In WK、the 揃 appears as扌plus 前 but in the dictionaries that I am using (JPN-ENG and JPN-JPN) this kanji is written differently although the WK version is also listed in the kanji dictionary but I think it is listed as a secondary (less used?) way of writing it. So did WK used the less common version so it would easily match its radicals? Even if I do a copy and paste from the WK page, the kanji is not displayed as it is being displayed in the WK page…
Are you talking about the difference between 目 and月 in the right hand portion? I think that’s just a matter of the font. I looked in a couple of different places, and the stroke diagrams all show the bottom of that element as open. They also all count it as 12 strokes, and closing off the bottom would add a thirteenth.
I agree that it’s a difference of font. On my computer on WaniKani, I see this:
My understanding is that the right hand side of 揃 is the old form of 前, but since 揃 is not a jouyou kanji it may have missed out on the update. I’ve seen this happen with other kanji outside of jouyou (where they “miss” the update in many fonts) but I can’t think of an example. This is supported by wiktionary.
前 - Wiktionary, the free dictionary
揃 - Wiktionary, the free dictionary
The “extended” link for 揃 leads to Extended shinjitai - Wikipedia, which explains this phenomenon in more detail.
Perhaps because it’s not a jouyou kanji and is primarily used in names. Names tend to be “grandfathered” in for the old forms.
It’s how your device displays it, not WK. Common for non-joyo characters to be different in different places.
Looks like it’s the font this time., though sometimes it really is a different unicode point.
If you want to check (unless it’s an image) – in a web browser, open DevTools (Inspect / F12), copy and paste the text into "揃".codePointAt(0)
and enter.
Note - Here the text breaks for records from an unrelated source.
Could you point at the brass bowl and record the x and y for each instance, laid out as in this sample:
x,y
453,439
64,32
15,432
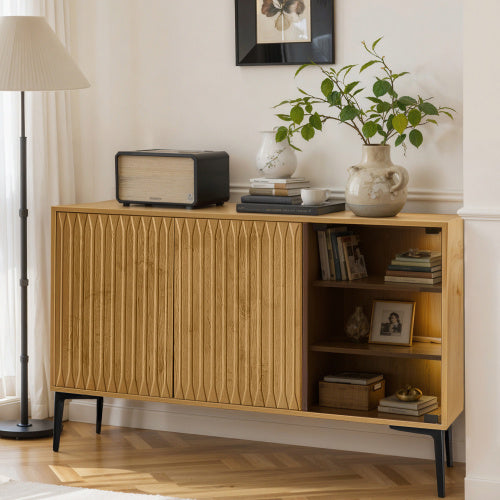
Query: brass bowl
x,y
409,394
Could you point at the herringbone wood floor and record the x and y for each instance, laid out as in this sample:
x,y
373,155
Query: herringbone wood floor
x,y
200,467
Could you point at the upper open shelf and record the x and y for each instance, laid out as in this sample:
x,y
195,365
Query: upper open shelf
x,y
378,283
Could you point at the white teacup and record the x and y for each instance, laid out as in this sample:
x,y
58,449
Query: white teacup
x,y
314,196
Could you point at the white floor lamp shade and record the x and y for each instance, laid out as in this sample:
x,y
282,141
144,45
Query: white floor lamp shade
x,y
31,58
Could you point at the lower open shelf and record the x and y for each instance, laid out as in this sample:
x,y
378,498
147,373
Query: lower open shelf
x,y
433,417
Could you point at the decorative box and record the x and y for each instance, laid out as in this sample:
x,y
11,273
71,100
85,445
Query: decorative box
x,y
350,396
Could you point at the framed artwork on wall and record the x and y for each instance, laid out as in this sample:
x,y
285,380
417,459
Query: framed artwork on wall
x,y
270,32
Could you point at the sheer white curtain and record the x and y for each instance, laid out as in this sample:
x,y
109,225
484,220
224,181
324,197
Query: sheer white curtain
x,y
50,181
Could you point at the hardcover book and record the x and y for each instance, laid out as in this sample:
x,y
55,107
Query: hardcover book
x,y
283,200
394,401
269,208
356,378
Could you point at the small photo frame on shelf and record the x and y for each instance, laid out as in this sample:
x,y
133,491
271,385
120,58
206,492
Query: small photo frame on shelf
x,y
284,32
392,322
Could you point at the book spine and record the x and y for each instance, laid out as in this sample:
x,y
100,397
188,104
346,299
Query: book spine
x,y
275,192
401,279
414,274
323,256
331,260
285,200
341,258
395,267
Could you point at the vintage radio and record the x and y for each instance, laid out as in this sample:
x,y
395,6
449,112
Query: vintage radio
x,y
172,178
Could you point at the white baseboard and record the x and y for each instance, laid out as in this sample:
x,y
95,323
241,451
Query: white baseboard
x,y
261,427
481,489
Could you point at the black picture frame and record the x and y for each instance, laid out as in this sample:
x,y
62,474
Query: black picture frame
x,y
320,50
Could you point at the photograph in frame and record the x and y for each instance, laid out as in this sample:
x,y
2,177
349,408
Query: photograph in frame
x,y
392,322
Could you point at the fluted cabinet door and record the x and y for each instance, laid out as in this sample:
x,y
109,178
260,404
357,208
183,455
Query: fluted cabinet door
x,y
113,311
237,312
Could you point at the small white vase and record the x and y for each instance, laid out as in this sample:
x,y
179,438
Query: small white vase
x,y
275,159
376,187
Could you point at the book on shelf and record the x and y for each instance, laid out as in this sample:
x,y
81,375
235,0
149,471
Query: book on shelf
x,y
355,378
332,233
354,260
414,274
413,256
406,411
418,269
323,255
392,404
281,185
284,200
274,192
284,181
416,264
411,279
394,401
270,208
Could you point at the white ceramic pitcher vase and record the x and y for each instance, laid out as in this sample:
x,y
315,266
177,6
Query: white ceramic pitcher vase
x,y
376,187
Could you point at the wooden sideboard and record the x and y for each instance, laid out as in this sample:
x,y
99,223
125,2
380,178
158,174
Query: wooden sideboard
x,y
211,307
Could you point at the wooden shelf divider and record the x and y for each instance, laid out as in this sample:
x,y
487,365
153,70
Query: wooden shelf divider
x,y
378,283
419,350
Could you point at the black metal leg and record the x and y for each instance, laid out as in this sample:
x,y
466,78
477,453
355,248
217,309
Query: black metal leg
x,y
59,399
439,438
98,422
448,439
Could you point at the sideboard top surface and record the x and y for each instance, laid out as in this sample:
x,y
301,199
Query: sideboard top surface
x,y
228,211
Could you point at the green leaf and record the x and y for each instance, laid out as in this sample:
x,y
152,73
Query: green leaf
x,y
281,134
383,107
315,121
302,67
414,117
407,100
400,122
369,129
326,87
389,123
348,113
349,87
381,87
307,132
281,104
400,139
416,137
335,98
346,69
428,108
367,65
374,44
297,114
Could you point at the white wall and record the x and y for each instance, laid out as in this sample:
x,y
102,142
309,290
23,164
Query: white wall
x,y
482,248
163,74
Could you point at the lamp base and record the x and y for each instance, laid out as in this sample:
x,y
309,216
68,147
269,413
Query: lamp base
x,y
36,429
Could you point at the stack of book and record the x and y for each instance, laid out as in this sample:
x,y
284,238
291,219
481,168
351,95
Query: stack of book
x,y
282,196
339,254
392,404
415,266
285,191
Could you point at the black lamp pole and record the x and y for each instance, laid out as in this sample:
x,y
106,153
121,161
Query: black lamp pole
x,y
25,428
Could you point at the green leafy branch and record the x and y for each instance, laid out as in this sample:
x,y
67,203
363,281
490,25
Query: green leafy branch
x,y
388,116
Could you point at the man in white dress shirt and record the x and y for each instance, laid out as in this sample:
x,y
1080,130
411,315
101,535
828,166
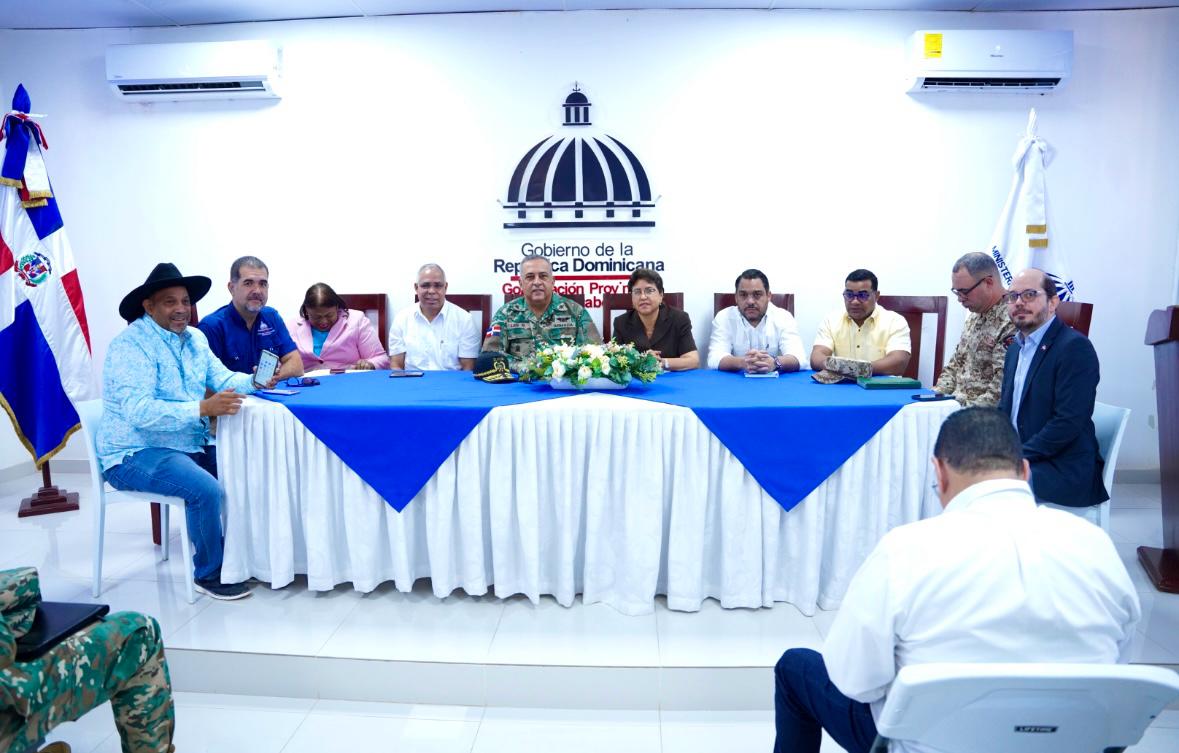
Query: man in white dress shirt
x,y
993,579
755,335
433,335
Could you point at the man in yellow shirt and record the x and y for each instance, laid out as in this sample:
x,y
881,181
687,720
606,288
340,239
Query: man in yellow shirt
x,y
864,330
I got 25539.
In the end, radicals / parts matter most, more than things like dot direction and dot count.
As everybody said it was a matter of fonts. In some other browser, I forced it to use the 教科書体 font and it displays it as everybody else.
To add on top of what the other comments say it’s not uncommon for the same component to have several forms still in active use in common kanji. Examples include the 食 component in 飲 vs 餅 for instance, the various ways the bottom two strokes of 止 can be written in various kanji, and the bottom part of 虚 versus 墟 (what WK calls “spikes” and “cactus”, respectively).
These variations are honestly one of the most frustrating part of learning how to draw the kanji because I confuse them all the time.
You also have the other way around, like the 方 part of kanji like 施 which is in fact unrelated to 方 because it comes from 㫃. That’s why you often have that 方 + “gun” radical combination, it just means that originally the component isn’t in fact 方 but 㫃.
Also the “spirit” component of kanji like 社 is in fact very different of the one with an additional stroke in kanji like 初. The former comes from 示, the latter from 衣. I actually use that in my mnemonics to distinguish them instead of calling them both “spirit” like WK does.
RTK calls those “altar” and “cloak” to distinguish them, but then it’s focusing more on teaching you to write so it wants to assign different keywords where you’re otherwise at risk of mixing them up.
Yeah I can certainly understand wanikani’s rationale for not distinguishing them since the entire focus of the website is on recognition, not learning how to write.